Stigmatisasi Seksual: "Makasih Tuhan sudah menciptakan aku sebagai laki-laki, aku jadi enggak usah beli kutang yang busanya lebih besar daripada payudara."
Kecemasan Reproduksi: "Terima kasih Tuhan sudah menciptakan aku sebagai laki-laki, tak usah berkeliling apotek kalau telat datang bulan."
Bagi Atalia, pemilihan diksi seperti ini sangat mencederai pakem kebudayaan lokal yang seharusnya saling menjaga kehormatan sesama manusia.
"Sebodoh apa pun saya memahami Budaya Sunda, saya tahu bahwa Budaya Sunda dibangun di atas nilai silih asih, silih asah, silih asuh, silih wawangi. Dan saya percaya, Budaya Sunda tidak pernah mengajarkan kita untuk menertawakan beban biologis seorang perempuan," papar Atalia panjang lebar.
Sebagai wakil rakyat yang vokal mengawal isu perlindungan anak dan perempuan, Atalia menilai lahirnya karya bernada seksis dari seorang figur pemimpin daerah merupakan sebuah kemunduran di tengah gencarnya kampanye kesetaraan gender.
"Hari ini kita mati-matian melawan budaya patriarki yang merendahkan perempuan.
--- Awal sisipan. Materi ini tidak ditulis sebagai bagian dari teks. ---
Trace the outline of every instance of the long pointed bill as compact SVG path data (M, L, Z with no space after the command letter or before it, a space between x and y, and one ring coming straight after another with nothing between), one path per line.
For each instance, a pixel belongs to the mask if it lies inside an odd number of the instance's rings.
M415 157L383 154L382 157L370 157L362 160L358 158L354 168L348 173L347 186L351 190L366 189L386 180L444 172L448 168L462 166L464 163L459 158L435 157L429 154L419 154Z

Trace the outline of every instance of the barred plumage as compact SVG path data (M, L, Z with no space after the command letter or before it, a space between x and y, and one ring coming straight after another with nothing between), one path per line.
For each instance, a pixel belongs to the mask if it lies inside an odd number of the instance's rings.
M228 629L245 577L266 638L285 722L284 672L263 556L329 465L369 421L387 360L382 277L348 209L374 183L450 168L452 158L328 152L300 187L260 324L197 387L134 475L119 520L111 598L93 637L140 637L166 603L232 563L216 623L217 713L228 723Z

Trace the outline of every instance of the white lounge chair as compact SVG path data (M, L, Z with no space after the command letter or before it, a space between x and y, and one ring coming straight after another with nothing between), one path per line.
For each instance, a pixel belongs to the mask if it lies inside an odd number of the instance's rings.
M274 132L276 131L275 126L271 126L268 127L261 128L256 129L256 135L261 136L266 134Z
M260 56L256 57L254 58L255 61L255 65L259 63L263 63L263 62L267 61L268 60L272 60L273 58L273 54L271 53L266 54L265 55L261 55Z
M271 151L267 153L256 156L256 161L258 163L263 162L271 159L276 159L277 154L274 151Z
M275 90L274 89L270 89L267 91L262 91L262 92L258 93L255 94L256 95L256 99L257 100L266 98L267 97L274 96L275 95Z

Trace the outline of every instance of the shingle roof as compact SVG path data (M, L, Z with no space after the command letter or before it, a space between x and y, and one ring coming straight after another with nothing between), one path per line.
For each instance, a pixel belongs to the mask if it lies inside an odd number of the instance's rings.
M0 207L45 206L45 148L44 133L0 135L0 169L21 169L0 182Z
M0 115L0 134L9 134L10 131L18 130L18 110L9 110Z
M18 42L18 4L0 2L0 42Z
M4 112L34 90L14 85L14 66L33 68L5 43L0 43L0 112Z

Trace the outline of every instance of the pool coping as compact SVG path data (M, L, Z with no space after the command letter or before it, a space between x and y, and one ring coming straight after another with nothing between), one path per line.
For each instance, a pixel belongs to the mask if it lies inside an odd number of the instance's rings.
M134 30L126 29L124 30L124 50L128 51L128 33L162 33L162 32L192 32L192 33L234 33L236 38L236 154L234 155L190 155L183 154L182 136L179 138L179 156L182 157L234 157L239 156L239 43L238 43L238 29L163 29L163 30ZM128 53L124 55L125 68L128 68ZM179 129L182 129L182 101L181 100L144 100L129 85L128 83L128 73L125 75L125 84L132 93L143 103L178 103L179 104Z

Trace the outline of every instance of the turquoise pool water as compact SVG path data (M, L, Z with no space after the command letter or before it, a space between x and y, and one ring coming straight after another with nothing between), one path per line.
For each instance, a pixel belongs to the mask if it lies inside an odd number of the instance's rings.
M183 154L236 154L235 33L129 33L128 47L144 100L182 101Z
Namun mengapa justru narasi yang sangat patriarkal lahir dari karya seorang kepala daerah?.." tukasnya.
Guna memantik kesadaran kolektif, ia menutup pandangannya dengan sebuah pertanyaan reflektif yang menyentuh sisi kemanusiaan khalayak: "Bagaimana menurut kalian? Atalia Praratya, Saya perempuan."